When an entrepreneur learned to ride a bike 

Alex Taylor
Alex Taylor

I have vague memories of learning how to ride a bike. Many of my friends were already two wheeling. I was determined to join them. But like most ambitious kids, the first few days of learning to ride were disheartening. In addition to scraping my knees and shedding tears, I kept hearing that voice in my head say, “I’ll never be able to do this!” 

Well, we all know how this goes. I got back on the bike many more times and with grit and determination, I tossed the training wheels and learned to ride with ease and confidence. So, yes, “I can do this!” 

When people find out that I’ve founded, co-founded or run my own business, I’m often met with this tired response: “I could never do that.” Sound familiar? 

To you nay-sayers, let me ask: what’s the worst thing that can happen when you start your own business? It’s metaphorically like learning to ride a bike; you fall down, skin your knees, get up, brush yourself off and try again. When starting a business, you may lose a bit of money and time, but the lessons learned will be invaluable, and with time, patience and effort, you may find success. 

Like learning to ride a bike, starting a business won’t be easy. When I’ve started businesses, I had my share of rejections on sales calls, financial setbacks from misallocated resources and failures from poor decision making. But these were just scraped knees (so to speak) and I learned from mistakes, listened to feedback (customers) and pivoted until I got it right.
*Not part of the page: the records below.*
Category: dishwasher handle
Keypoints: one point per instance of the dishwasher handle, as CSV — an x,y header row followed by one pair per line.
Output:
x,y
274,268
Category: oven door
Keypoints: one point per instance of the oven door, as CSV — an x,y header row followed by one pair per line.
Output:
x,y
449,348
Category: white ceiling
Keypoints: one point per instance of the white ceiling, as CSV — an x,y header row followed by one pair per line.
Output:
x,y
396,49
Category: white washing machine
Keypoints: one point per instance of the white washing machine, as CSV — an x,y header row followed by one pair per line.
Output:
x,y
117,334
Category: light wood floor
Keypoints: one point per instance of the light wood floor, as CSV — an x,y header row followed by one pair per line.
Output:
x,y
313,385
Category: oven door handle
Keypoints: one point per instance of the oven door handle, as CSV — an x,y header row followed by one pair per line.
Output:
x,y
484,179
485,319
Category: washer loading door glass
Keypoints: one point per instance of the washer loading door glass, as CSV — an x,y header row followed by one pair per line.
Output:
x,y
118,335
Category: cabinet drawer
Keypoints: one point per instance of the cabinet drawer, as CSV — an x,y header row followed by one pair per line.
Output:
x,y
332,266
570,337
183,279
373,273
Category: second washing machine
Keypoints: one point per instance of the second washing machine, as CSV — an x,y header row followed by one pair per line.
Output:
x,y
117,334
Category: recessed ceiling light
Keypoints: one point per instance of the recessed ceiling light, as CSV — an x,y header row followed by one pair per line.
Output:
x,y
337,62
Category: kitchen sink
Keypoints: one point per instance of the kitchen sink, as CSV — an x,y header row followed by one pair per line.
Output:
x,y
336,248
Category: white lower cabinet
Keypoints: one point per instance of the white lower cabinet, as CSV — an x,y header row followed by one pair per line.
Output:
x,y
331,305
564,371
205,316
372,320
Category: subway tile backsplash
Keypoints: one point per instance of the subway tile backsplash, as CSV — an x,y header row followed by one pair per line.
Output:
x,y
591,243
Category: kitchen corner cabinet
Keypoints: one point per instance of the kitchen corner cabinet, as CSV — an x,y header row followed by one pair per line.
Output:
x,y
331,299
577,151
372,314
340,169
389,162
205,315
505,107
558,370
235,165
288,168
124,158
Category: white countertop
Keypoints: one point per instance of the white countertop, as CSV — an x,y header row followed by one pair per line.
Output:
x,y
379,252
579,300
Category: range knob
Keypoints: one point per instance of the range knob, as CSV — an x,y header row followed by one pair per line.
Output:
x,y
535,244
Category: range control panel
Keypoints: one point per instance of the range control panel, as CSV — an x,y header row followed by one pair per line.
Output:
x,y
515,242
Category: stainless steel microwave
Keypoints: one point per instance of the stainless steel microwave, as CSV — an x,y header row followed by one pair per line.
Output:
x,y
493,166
Like learning to ride a bike, right? 

So how do you get started? Well, you’ll need helpful hands. Just as my father held the bicycle seat while I wobbled progressively toward traveling independence, Iowa has a robust ecosystem of resources to support intrepid entrepreneurs as they begin their startup journeys. 

The Iowa Startup Accelerator (ISA), Techstars Iowa, Entrepreneurial Development Center (EDC), the Iowa Ed. Tech. Collaborative, and John Pappajohn Entrepreneurial Centers (JPECs) are a few of the organizations with dedicated staff and resources for founders and startups. They provide helpful programming and advice, as well as access to subject matter experts and academic, professional and industry coaches to help entrepreneurs navigate challenges and decision making that comes with launching a new business. 

The Small Business Administration (SBA) and Small Business Development Corp. (SBDC) are ubiquitous with a staff willing to offer advice and help identify sources for funding and support. Additionally, resources to help qualified startups secure funding are pitch competitions, grants (POCR, SBIR), loans (KIVA, SBA) and venture capital (ISA Ventures, Next Level Ventures, Ag Startup Engine). 

With resources like these, just about anyone can start a business (like riding a bike). Anyone thinking about starting an entrepreneurial adventure in Iowa shouldn’t say, “I could never do that.” Instead, they should fearlessly embrace their inner child to get on the proverbial bike and go for it.

Remember, you’ve got this, and Iowa has the resources available to help you succeed.